Previamente debemos señalar que, de conformidad con las atribuciones
dispuestas en la Ley Orgánica de la Procuraduría General de la República, este
órgano asesor únicamente está facultado para ejercer su función consultiva
rindiendo los criterios legales que le solicite la Administración Pública.

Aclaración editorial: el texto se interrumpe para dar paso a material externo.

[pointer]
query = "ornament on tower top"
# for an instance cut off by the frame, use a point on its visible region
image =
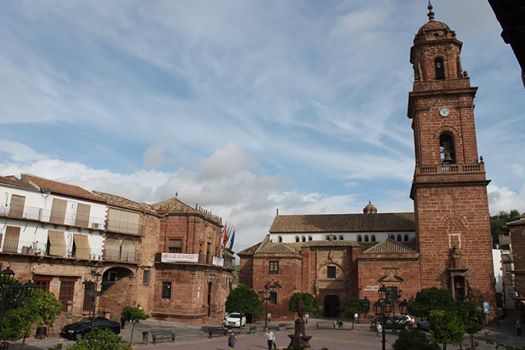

Consecuentemente, la Asamblea Legislativa sólo está legitimada para consultar
cuando lo haga en ejercicio de potestades administrativas, pero no cuando se
trata del ejercicio de su función legislativa.
A pesar de lo
anterior, en un afán de colaboración con la importante labor que desempeñan las
señoras y señores diputados, hemos acostumbrado atender las consultas que
formula la Asamblea Legislativa y sus diputados, advirtiendo que se trata de
criterios jurídicos no vinculantes sobre determinados proyectos de ley o en
relación con la función de control político.
Advirtiendo lo
anterior con relación al presente proyecto de ley, debemos señalar, además, que el plazo de ocho días concedido no vincula a esta Institución, por
cuanto no nos encontramos ante ninguno de los supuestos del artículo 157 del
Reglamento de la Asamblea Legislativa (consulta al Tribunal Supremo de
Elecciones, la Universidad de Costa Rica, el Poder Judicial o una institución
autónoma).
I.
OBJETO DEL PROYECTO DE LEY
El
objetivo del proyecto de ley es establecer la alternancia por género cada año,
al entregarse el Premio al Patrimonio Cultural Inmaterial “Emilia Prieto Tugores”. Lo anterior, con el fin de reconocer de
manera igualitaria la trayectoria y aporte de hombres y mujeres.
Por
tal motivo, se pretende modificar lo dispuesto en el inciso b)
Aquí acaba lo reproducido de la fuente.